While many could very reasonably argue that 8 cents per kilowatt hour is a pittance and well below the real value solar energy, the good news is that at least there is a minimum rate in Victoria; in some states this mandatory minimum is not even available.

Although it will depend on the package terms and conditions, for the majority of Victorian small business customers solar still makes huge sense.

According to published electricity offers on the Victorian Government web site (YourChoice), the average peak daily price that small business customers pay is $0.23ckWh excluding daily charges and GST. The range is quite wide depending on circumstances; we measured a minimum price of $0.17ckWh and a maximum price of $0.32c kWh. This correlates well with information from the Australian Energy Market Commission who estimated (PDF) in December 2013 that the average Victorian price was around $0.28c kWh in 2013/2014.

So, although you may only get $0.08ckWh for exported (excess) energy by choosing a well designed solar system that matches your demand profile and minimises exports, you can expect to offset demand at an average of around $0.23c kWh. If you do go over occasionally at least you know what you’ll get.

Shop around, choose a great solar supplier and make sure that your deal is structured right.

© 2014 Solar Choice Pty Ltd

Nigel Morris


  1. The way I look at it, the energy retailer benefits more from the solar power generated and fed back to the grid than I would.
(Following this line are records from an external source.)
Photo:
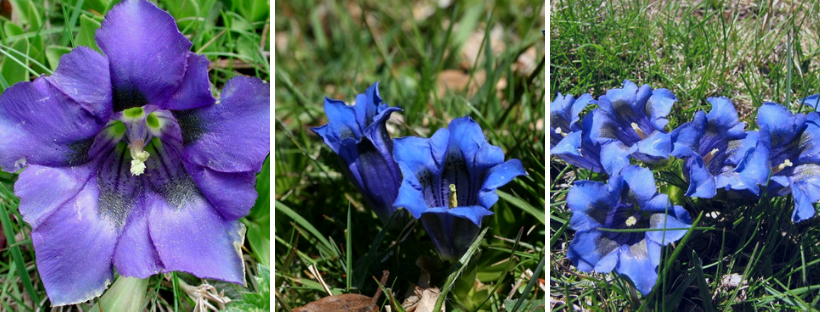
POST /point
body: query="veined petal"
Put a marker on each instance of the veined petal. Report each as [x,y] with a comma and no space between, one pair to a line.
[587,249]
[231,193]
[147,53]
[658,107]
[29,134]
[234,135]
[195,88]
[591,202]
[135,254]
[634,262]
[74,248]
[701,182]
[191,236]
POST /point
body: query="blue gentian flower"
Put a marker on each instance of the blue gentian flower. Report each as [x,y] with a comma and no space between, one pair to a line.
[358,134]
[569,138]
[794,155]
[630,122]
[449,182]
[718,153]
[130,162]
[629,200]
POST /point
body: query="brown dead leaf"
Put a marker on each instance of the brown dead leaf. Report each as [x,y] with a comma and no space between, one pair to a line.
[345,302]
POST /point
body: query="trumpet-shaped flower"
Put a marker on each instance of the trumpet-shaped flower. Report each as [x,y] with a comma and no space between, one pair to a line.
[718,153]
[569,138]
[630,122]
[449,182]
[794,155]
[129,160]
[357,133]
[629,201]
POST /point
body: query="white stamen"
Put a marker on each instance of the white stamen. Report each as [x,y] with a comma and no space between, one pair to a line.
[638,131]
[786,163]
[453,197]
[631,221]
[138,157]
[708,157]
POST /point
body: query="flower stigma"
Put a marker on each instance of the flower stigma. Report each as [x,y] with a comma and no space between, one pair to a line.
[138,156]
[453,198]
[631,221]
[638,131]
[708,157]
[786,163]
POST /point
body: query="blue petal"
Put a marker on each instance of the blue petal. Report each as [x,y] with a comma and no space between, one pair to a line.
[686,137]
[615,157]
[669,221]
[641,184]
[701,182]
[723,118]
[812,101]
[635,263]
[805,187]
[591,203]
[587,248]
[656,146]
[496,177]
[658,107]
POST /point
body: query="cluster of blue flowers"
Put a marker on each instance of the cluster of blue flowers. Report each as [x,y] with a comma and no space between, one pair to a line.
[448,181]
[717,152]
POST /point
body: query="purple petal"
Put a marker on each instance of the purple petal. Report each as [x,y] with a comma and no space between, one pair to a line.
[195,90]
[135,254]
[41,125]
[74,248]
[234,135]
[148,54]
[191,236]
[232,193]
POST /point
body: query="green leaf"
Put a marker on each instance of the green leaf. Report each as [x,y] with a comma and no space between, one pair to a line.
[88,27]
[254,301]
[14,71]
[53,54]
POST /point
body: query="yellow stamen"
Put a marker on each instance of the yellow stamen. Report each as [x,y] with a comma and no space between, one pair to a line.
[786,163]
[708,157]
[138,157]
[453,198]
[638,131]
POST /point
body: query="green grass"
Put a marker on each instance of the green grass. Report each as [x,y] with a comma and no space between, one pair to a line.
[235,39]
[337,49]
[748,51]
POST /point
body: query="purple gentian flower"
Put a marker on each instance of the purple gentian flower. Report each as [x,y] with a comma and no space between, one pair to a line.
[130,161]
[629,200]
[450,181]
[630,122]
[569,138]
[793,154]
[358,134]
[718,153]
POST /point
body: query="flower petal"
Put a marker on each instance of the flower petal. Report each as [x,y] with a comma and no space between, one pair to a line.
[634,262]
[587,249]
[58,136]
[74,247]
[147,53]
[191,236]
[232,193]
[234,135]
[195,88]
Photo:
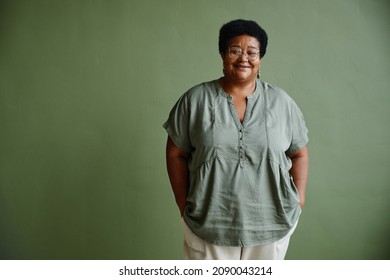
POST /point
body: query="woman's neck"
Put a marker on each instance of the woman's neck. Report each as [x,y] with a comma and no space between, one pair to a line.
[243,89]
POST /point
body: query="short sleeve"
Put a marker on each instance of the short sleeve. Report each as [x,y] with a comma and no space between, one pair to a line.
[299,131]
[177,125]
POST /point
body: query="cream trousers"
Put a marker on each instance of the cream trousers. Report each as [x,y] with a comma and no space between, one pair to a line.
[198,249]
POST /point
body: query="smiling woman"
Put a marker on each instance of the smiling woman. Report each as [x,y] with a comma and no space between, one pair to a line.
[237,157]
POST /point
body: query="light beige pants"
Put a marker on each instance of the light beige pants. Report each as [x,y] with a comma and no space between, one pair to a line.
[198,249]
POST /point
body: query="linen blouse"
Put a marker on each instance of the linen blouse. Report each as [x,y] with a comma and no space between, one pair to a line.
[241,192]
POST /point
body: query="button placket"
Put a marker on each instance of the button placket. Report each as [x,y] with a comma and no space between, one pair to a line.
[241,148]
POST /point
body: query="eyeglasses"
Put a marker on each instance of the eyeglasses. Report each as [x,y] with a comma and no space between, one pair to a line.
[236,52]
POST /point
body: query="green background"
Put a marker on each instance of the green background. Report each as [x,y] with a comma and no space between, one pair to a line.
[86,85]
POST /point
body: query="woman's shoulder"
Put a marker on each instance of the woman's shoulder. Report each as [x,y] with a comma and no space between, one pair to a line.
[274,93]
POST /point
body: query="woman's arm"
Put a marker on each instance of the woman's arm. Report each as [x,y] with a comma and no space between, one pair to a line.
[299,171]
[177,166]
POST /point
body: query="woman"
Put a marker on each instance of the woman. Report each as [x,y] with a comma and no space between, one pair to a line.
[237,157]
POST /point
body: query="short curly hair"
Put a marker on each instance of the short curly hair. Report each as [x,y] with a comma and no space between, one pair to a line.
[240,27]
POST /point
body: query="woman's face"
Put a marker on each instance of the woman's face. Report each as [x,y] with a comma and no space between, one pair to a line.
[242,68]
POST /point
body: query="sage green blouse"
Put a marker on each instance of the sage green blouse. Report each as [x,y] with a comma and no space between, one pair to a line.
[241,192]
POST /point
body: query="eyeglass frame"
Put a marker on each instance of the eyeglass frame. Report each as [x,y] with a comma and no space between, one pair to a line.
[242,53]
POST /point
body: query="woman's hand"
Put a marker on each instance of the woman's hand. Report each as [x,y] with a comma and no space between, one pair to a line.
[177,166]
[299,171]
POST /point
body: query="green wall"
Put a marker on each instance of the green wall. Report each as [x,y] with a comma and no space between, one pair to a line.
[86,85]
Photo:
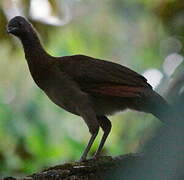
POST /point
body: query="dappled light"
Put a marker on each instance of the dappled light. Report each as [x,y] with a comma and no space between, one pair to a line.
[34,132]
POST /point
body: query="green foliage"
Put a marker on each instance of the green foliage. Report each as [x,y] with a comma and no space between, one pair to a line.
[34,133]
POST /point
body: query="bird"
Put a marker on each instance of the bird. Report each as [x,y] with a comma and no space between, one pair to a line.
[86,86]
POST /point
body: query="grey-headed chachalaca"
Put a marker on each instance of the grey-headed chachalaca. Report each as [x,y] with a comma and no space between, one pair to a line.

I work during the day and the only appliance using power at that time is my refrigerator. Therefore most of the power generated would be fed back to the grid, for which I would only receive 8 cents per kw. And then when I get home in the evening and use my lights and appliances I would be buying power at around 31 cents per kw. So the excess power I generated during the day is bought at 8 cents per kw and then sold back to me at 31 cents per kw. This is not a good deal for customers. It would only be a good deal if I was getting 31 cents per kw of power fed back to the grid. In this way I would be offsetting the power I use at night. I know people who have 16 panels on their roof and their power bills are still between $250 – $300 per quarter for a two person household. I don’t have solar panels and my bills are not much more for a two person household and same size house. The new FIT are a rip off. I wouldn’t spend the money on solar panels and I know people who wish they hadn’t spent the money.

    Explain to me why getting solar is a good idea, apart from helping the environment. Why should energy retailers benefit more from the solar power I generate than I do? And why is the government making the option of installing solar a less attractive? Why give in to pressure from the polluting industries? The government should be encouraging installation of solar panels. If I ever get solar panels, I will be installing a generator to store the power I generate for my own use.

    1. Hi Miryana,

      Thanks for commenting. We totally agree with you that the buyback rate should be much higher than the 8c/kWh currently on offer–as you’ve pointed out, it seems ridiculous that retailers can pay so little and then sell back power later in the day for so much more.

      That being said, investing in solar panels does still make sense for the right households. Since the feed-in tariffs in pretty much every state have fallen well below the cost of retail electricity, solar panels are for those who can use power during the day and ‘self-consume’ the electricity that their panels produce. We here at Solar Choice are very clear about this: solar power is for offsetting electricity bills. Thankfully the cost of going solar has come down so significantly (check out recent prices) that it can be a good investment, but you have to be smart about it and know what you’re getting!

      Also, as time goes on, energy storage for solar is becoming more affordable, so it’s not unthinkable that more people going solar will turn to this as a way to increase their solar energy self-consumption. Keep an eye out!